Nicolas V, Spielmann R, Maas R, Bressel M, Wagner B, Porst H, Bücheler E
Abteilung für Röntgendiagnostik, Universitätskrankenhaus Hamburg-Eppendorf.
Rofo. 1990 Aug;153(2):197-203. doi: 10.1055/s-2008-1033361.
In a prospective study, 58 patients with carcinomas of the bladder were examined by CT and MRI; in 48, gadolinium-DTPA was administered intravenously. MRI provided exact staging in 89%, compared with 80% with CT. There was 13% over-staging with CT and 11% with MRI. MRI, unlike CT did not result in any under-staging. In 36 patients a quotient could be calculated from the signal intensity of the tumour and surrounding soft tissues both before and after the intravenous contrast medium and the increased quotient after contrast administration could be estimated. There was a significant increase in the tumour/muscle quotient with a mean of 72 +/- 22% (minimum 43%, maximum 153%), corresponding to a marked increase of the signal from the tumour when compared with the pre-contrast images. This had the following advantages compared with CT: accurate differentiation between superficial and intramural spread. MRI was better than CT at demonstrating tumours in the roof of the bladder and at the trigone.
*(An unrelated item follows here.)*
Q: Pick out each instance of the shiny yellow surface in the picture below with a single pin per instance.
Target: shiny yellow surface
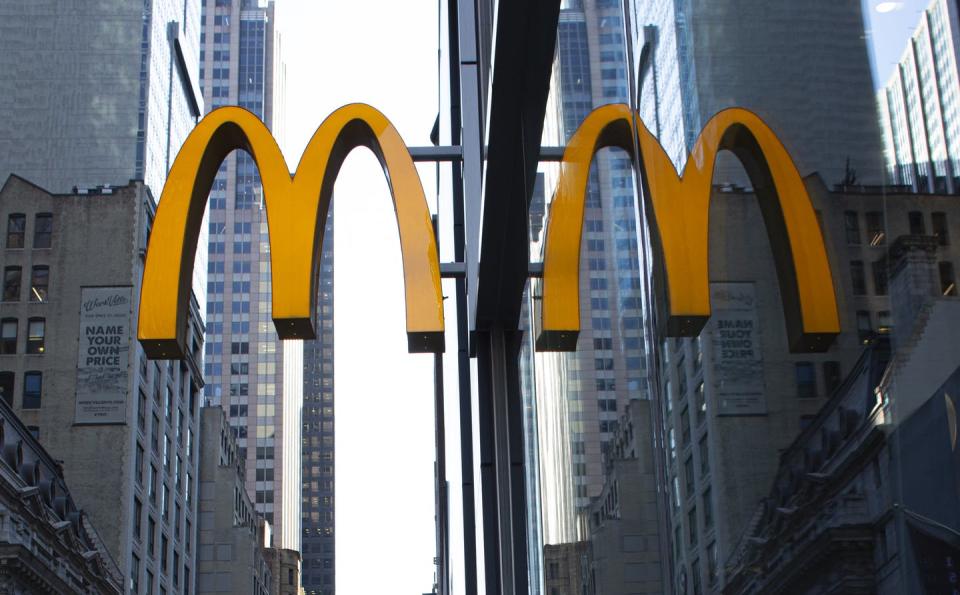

在一项前瞻性研究中,对58例膀胱癌患者进行了CT和MRI检查;其中48例静脉注射了钆喷酸葡胺。MRI的准确分期率为89%,而CT为80%。CT有13%的分期过度,MRI有11%的分期过度。与CT不同,MRI没有出现分期不足的情况。在36例患者中,可以根据静脉注射造影剂前后肿瘤和周围软组织的信号强度计算出一个商数,并可以估算出注射造影剂后商数的增加情况。肿瘤/肌肉商数有显著增加,平均为72±22%(最小值43%,最大值153%),与注射造影剂前的图像相比,肿瘤信号明显增强。与CT相比,这具有以下优势:能准确区分浅表扩散和壁内扩散。在显示膀胱顶部和三角区的肿瘤方面,MRI比CT更好。